Known as Flow FL 100, it delivers a gentle electrical current to the part of the brain involved in mood regulation. It’s designed for home use under remote supervision and can be used either alone or alongside other treatments.
This should be a welcome development because it offers a medication-free option for adults with moderate to severe depression. The device has been available in the UK since 2019 and can be purchased directly from the manufacturer.
So far, it has been used by more than 55,000 people across Europe, the UK, Switzerland, and Hong Kong. Patients typically follow a twelve week course, starting with five sessions per week for three weeks, then tapering to two or three sessions weekly for the remaining nine weeks. Each session lasts thirty minutes, and continued use for several months is encouraged to support longer-term recovery.
Like most treatments, it doesn’t work for everyone, and adherence can be challenging. But it represents a meaningful expansion of non-pharmacological options at a time when new approaches are badly needed.
More developments in depression treatment
2025 also brought renewed interest in repurposed medications. A trial investigating pramipexole, a drug traditionally used in Parkinson’s disease, showed promising effects for difficult-to-treat depression. The study was small, involving around 150 patients, and side effects were significant, with around one in five participants dropping out. Encouraging results, but a reminder that progress in mental health treatment is rarely simple.
The rise of psychedelics
Investment in new treatments has been limited, and we haven’t seen truly novel psychiatric medications for decades. Current antidepressants remain effective for many, but unpredictable and disappointing for others.
So it’s no wonder that interest in psychedelics is high. Excuse the pun.
Globally, psychedelic treatments remain largely confined to research settings or tightly regulated programmes, with limited prescribing in Australia and controlled non-medical access in parts of the United States. Evidence is most developed for depression, PTSD, and addiction, particularly alcohol and smoking.

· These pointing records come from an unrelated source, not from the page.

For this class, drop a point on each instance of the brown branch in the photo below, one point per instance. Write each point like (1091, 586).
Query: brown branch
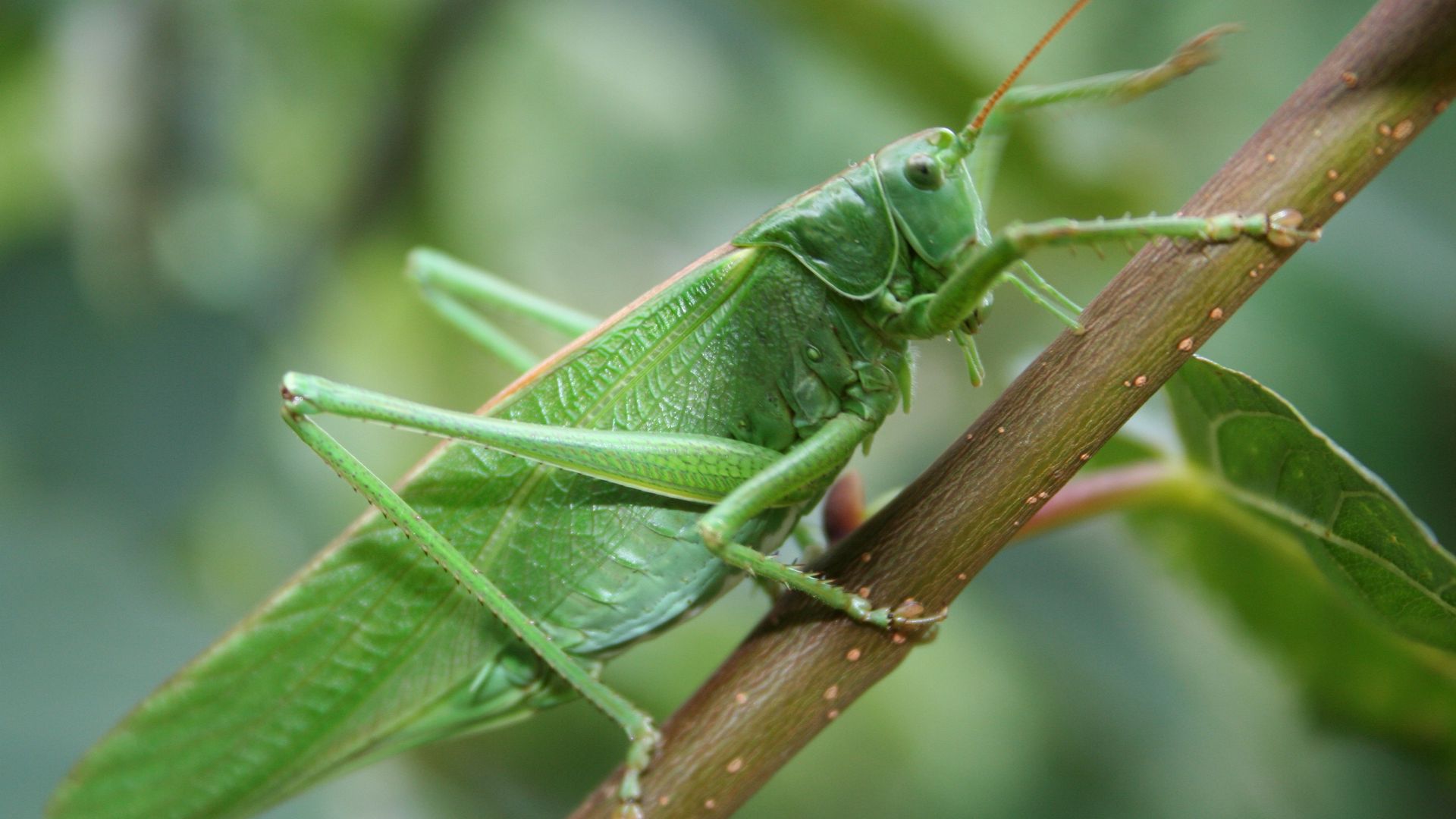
(802, 665)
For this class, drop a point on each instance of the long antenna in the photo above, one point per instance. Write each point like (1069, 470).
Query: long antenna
(990, 102)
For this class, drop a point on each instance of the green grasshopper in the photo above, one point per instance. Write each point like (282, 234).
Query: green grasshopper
(613, 488)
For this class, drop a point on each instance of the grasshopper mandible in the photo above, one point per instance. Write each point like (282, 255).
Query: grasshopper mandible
(612, 488)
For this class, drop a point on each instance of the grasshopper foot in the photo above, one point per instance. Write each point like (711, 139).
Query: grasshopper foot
(908, 620)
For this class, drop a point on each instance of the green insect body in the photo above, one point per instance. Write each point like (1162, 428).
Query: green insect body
(606, 494)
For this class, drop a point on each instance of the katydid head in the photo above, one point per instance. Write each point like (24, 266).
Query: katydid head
(930, 194)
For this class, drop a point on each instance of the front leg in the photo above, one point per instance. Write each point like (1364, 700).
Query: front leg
(800, 466)
(982, 268)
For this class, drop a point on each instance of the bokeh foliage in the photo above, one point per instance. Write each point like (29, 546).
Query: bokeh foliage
(196, 197)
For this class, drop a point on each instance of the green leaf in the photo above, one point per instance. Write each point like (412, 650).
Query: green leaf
(1261, 455)
(1264, 513)
(1354, 672)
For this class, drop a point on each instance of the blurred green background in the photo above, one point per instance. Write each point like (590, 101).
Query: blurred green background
(196, 197)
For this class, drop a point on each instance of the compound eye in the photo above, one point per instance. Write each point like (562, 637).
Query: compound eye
(924, 172)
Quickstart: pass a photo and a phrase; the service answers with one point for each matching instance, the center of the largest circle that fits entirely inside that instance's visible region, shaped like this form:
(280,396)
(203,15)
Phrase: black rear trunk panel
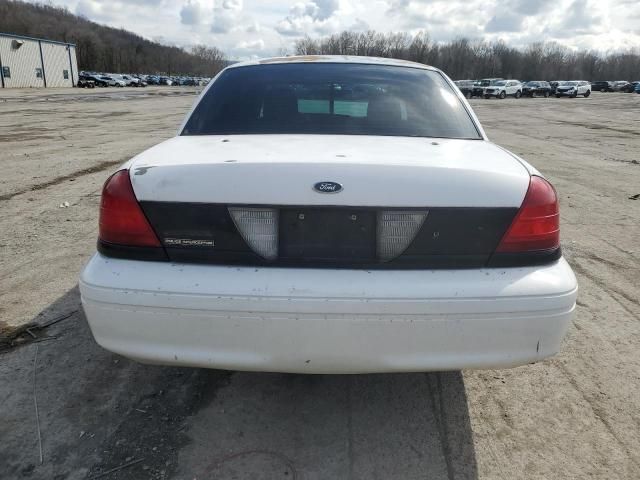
(336,237)
(327,235)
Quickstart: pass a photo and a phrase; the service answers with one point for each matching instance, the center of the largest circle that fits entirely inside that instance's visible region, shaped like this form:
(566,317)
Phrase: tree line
(471,59)
(105,49)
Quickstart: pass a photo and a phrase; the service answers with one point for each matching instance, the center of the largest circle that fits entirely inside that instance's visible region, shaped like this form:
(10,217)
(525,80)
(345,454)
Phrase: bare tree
(462,58)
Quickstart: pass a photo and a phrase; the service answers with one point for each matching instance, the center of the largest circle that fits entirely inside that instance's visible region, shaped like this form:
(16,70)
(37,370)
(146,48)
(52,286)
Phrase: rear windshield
(329,98)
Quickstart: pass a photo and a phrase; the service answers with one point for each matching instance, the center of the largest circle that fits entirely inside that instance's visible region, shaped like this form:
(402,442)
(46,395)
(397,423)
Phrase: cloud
(251,45)
(191,13)
(226,15)
(231,24)
(314,16)
(505,22)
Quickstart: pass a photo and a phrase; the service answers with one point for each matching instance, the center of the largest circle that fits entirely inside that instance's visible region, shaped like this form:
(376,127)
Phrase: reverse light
(396,231)
(259,228)
(122,221)
(537,224)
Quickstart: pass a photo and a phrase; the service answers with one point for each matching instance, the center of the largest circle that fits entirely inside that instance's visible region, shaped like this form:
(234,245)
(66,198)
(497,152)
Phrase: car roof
(333,59)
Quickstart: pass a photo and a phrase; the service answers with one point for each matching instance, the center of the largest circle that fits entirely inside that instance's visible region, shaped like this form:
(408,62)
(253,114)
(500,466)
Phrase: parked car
(465,87)
(503,89)
(99,81)
(531,89)
(85,81)
(140,82)
(480,85)
(573,88)
(602,86)
(112,81)
(554,84)
(339,240)
(622,86)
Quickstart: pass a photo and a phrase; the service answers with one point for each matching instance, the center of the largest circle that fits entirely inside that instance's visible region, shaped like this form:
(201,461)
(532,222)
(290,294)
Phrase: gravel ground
(574,416)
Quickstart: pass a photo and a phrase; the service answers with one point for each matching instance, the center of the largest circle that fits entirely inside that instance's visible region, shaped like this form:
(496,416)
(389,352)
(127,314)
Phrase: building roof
(333,59)
(23,37)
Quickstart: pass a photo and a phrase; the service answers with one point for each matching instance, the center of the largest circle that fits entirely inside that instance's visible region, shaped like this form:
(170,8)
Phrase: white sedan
(504,89)
(573,89)
(329,215)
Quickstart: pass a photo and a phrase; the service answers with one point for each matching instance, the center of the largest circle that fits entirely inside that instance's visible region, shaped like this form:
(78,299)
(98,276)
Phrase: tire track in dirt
(58,180)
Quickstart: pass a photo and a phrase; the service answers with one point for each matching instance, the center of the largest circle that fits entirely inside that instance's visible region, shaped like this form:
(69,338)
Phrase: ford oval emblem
(327,187)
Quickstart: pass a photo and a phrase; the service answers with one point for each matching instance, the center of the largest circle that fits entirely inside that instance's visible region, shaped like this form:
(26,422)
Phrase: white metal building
(32,62)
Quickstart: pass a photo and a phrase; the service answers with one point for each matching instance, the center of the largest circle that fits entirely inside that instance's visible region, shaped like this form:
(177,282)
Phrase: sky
(250,28)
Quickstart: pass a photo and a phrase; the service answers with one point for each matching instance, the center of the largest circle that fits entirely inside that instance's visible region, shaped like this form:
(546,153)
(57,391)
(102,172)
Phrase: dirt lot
(574,416)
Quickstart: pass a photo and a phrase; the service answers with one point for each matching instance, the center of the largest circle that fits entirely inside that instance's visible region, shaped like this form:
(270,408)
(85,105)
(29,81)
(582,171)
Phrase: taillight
(537,224)
(122,221)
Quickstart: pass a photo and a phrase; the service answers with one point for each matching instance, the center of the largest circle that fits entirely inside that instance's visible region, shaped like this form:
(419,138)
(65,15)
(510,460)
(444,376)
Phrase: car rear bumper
(327,321)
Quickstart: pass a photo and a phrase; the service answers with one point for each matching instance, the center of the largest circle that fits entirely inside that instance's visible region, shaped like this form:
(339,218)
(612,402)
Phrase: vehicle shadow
(99,411)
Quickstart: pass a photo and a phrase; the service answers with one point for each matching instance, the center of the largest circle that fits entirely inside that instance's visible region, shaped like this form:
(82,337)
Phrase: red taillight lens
(537,224)
(122,221)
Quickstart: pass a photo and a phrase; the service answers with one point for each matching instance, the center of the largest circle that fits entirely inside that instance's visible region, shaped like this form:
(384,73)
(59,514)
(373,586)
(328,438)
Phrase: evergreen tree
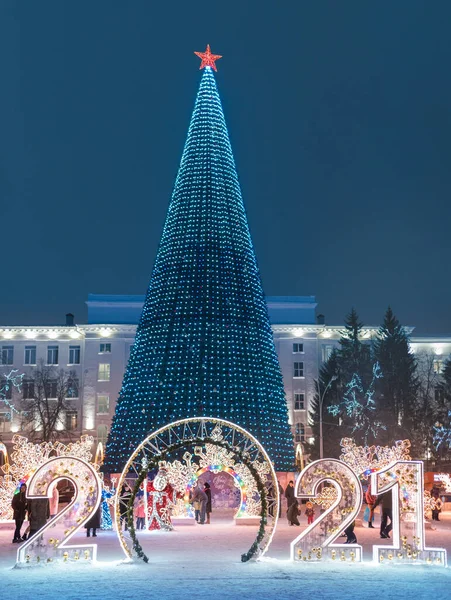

Several large late-stage clinical trials expected to report in 2025 and beyond are likely to be pivotal in determining whether psychedelics move from experimental use into broader clinical practice, or whether enthusiasm once again outpaces evidence.
Where does this leave us?
The future of mental health care is unlikely to arrive as a single dramatic breakthrough. It will emerge in fragments: digital tools, brain stimulation treatments, repurposed drugs, policy changes, and better prevention. None will be perfect. All will raise ethical and practical questions.
But when one billion people need support, the question is no longer whether these developments are ideal. It’s whether they reduce suffering, even slightly, in a world where too many people are still waiting in the wings.